The Tsarnaevs, who are ethnic Chechens, lived in the former Soviet republic of Kyrgyzstan and the volatile Dagestan region of Russia, near Chechnya, before moving to the U.S. about a decade before the bombings.
Tamerlan was a "jihadi wannabe" who returned to the U.S. angry and frustrated after an unsuccessful attempt to join Islamic extremists in Russia, Clarke said. Then he decided to find another way to wage jihad.
"If not for Tamerlan, this wouldn't have happened. Dzhokhar would never have done this but for Tamerlan. The tragedy would never have occurred but for Tamerlan — none of it," Clarke said.
Mellin said the brothers were "partners in crime and brothers in arms."
The defense showed the jury photos of the federal Supermax prison in Florence, Colorado, where Tsarnaev would probably be sent if he gets life. There, his lawyers said, he would be locked in his cell 23 hours a day — a solitary existence that would deny him the martyrdom he apparently sought.

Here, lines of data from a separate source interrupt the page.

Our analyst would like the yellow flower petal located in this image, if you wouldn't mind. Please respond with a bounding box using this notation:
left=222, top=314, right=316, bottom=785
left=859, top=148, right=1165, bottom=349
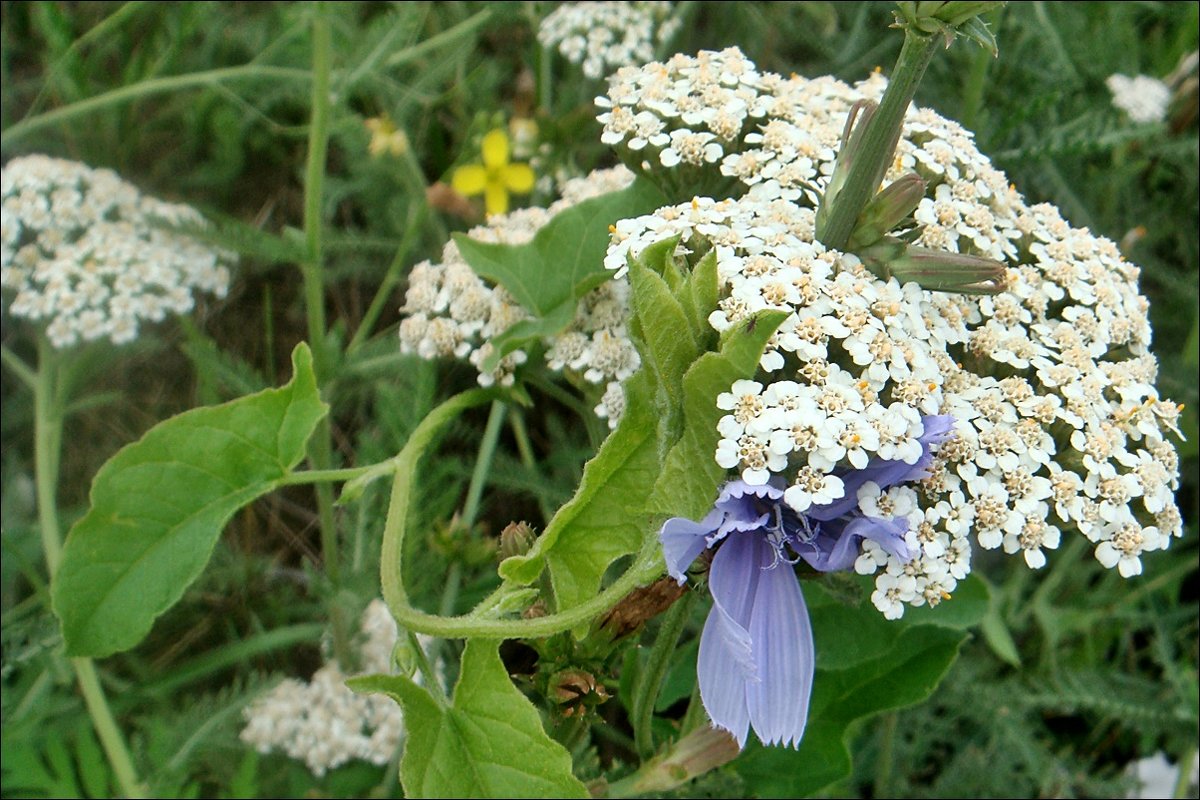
left=504, top=164, right=536, bottom=194
left=484, top=184, right=509, bottom=215
left=450, top=164, right=487, bottom=197
left=482, top=128, right=509, bottom=169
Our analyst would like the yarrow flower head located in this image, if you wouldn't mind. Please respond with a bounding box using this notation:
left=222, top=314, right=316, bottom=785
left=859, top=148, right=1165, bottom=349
left=1104, top=73, right=1171, bottom=122
left=400, top=49, right=1183, bottom=606
left=450, top=128, right=535, bottom=215
left=0, top=156, right=235, bottom=348
left=659, top=416, right=953, bottom=746
left=241, top=600, right=421, bottom=776
left=538, top=0, right=679, bottom=79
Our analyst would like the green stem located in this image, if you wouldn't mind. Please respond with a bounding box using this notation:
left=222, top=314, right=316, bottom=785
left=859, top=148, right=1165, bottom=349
left=874, top=711, right=899, bottom=798
left=71, top=658, right=150, bottom=798
left=34, top=337, right=62, bottom=578
left=379, top=389, right=662, bottom=639
left=0, top=344, right=37, bottom=390
left=817, top=26, right=942, bottom=249
left=301, top=1, right=332, bottom=380
left=2, top=64, right=311, bottom=150
left=34, top=337, right=148, bottom=798
left=438, top=399, right=508, bottom=638
left=404, top=631, right=446, bottom=706
left=301, top=1, right=350, bottom=664
left=510, top=410, right=554, bottom=524
left=462, top=399, right=499, bottom=531
left=275, top=464, right=379, bottom=488
left=630, top=591, right=695, bottom=760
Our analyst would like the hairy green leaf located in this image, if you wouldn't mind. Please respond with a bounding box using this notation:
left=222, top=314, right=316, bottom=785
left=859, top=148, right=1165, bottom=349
left=348, top=639, right=588, bottom=798
left=454, top=179, right=666, bottom=369
left=734, top=581, right=988, bottom=798
left=649, top=311, right=787, bottom=519
left=53, top=343, right=328, bottom=657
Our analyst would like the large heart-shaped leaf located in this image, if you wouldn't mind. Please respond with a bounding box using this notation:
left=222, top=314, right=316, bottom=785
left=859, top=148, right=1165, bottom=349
left=348, top=639, right=588, bottom=798
left=53, top=343, right=328, bottom=657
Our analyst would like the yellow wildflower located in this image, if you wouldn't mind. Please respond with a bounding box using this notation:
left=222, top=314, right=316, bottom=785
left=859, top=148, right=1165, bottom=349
left=450, top=128, right=534, bottom=213
left=364, top=114, right=408, bottom=157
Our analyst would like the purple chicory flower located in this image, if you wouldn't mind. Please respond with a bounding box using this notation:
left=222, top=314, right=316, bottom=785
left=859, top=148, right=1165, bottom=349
left=659, top=416, right=954, bottom=747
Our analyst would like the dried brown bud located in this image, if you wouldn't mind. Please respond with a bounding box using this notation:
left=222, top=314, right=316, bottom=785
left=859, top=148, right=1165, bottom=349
left=600, top=578, right=688, bottom=639
left=499, top=522, right=538, bottom=561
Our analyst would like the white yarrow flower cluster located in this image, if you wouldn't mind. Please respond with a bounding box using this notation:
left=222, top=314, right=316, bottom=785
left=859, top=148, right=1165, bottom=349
left=598, top=49, right=1182, bottom=618
left=0, top=156, right=235, bottom=348
left=400, top=167, right=641, bottom=426
left=538, top=0, right=679, bottom=79
left=241, top=600, right=420, bottom=776
left=1104, top=73, right=1171, bottom=122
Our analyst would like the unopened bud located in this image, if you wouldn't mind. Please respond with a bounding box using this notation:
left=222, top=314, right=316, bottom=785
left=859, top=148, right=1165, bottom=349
left=500, top=522, right=536, bottom=561
left=850, top=173, right=925, bottom=252
left=860, top=237, right=1004, bottom=294
left=895, top=0, right=1004, bottom=55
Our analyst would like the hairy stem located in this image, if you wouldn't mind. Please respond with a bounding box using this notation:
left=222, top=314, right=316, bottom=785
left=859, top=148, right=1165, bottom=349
left=301, top=1, right=350, bottom=664
left=34, top=337, right=148, bottom=798
left=631, top=591, right=695, bottom=760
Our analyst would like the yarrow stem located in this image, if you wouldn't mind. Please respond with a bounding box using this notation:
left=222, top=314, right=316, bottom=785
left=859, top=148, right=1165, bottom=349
left=816, top=26, right=940, bottom=249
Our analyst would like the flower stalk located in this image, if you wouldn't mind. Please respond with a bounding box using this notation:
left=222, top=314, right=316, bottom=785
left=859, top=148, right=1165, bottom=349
left=816, top=2, right=1003, bottom=251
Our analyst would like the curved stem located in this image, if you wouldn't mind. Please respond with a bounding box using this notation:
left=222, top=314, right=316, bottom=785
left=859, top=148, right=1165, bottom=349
left=453, top=399, right=509, bottom=535
left=301, top=1, right=350, bottom=664
left=71, top=658, right=150, bottom=798
left=630, top=591, right=696, bottom=760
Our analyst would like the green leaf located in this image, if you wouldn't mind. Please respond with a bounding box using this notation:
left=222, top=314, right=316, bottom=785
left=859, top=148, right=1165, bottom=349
left=734, top=579, right=988, bottom=798
left=53, top=343, right=328, bottom=657
left=454, top=179, right=666, bottom=369
left=539, top=369, right=660, bottom=610
left=629, top=248, right=701, bottom=419
left=648, top=311, right=787, bottom=519
left=500, top=262, right=786, bottom=610
left=683, top=249, right=720, bottom=339
left=733, top=623, right=966, bottom=798
left=347, top=639, right=588, bottom=798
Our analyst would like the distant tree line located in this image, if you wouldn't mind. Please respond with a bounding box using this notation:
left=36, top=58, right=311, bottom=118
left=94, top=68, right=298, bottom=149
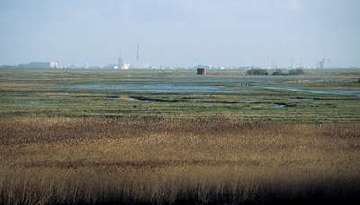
left=246, top=68, right=305, bottom=75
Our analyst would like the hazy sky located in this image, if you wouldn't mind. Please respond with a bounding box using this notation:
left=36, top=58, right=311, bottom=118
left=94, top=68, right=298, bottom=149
left=0, top=0, right=360, bottom=66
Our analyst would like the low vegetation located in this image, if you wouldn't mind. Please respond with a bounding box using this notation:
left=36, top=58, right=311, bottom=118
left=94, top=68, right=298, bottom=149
left=0, top=117, right=360, bottom=205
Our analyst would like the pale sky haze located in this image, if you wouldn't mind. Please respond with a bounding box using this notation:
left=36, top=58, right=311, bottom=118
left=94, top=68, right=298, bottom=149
left=0, top=0, right=360, bottom=67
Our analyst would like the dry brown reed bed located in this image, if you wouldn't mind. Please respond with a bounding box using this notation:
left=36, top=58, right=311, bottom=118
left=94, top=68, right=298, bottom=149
left=0, top=118, right=360, bottom=205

A sentence of life "reflects justice and mercy," Clarke said.
Mellin reminded jurors that some of them — before they were chosen for the jury — expressed a belief that a life sentence may be worse than death.
"This defendant does not want to die. You know that because he had many opportunities to die on the streets of Boston and Watertown. But unlike his brother, he made a different choice," Mellin said.
"A death sentence is not giving him what he wants. It is giving him what he deserves."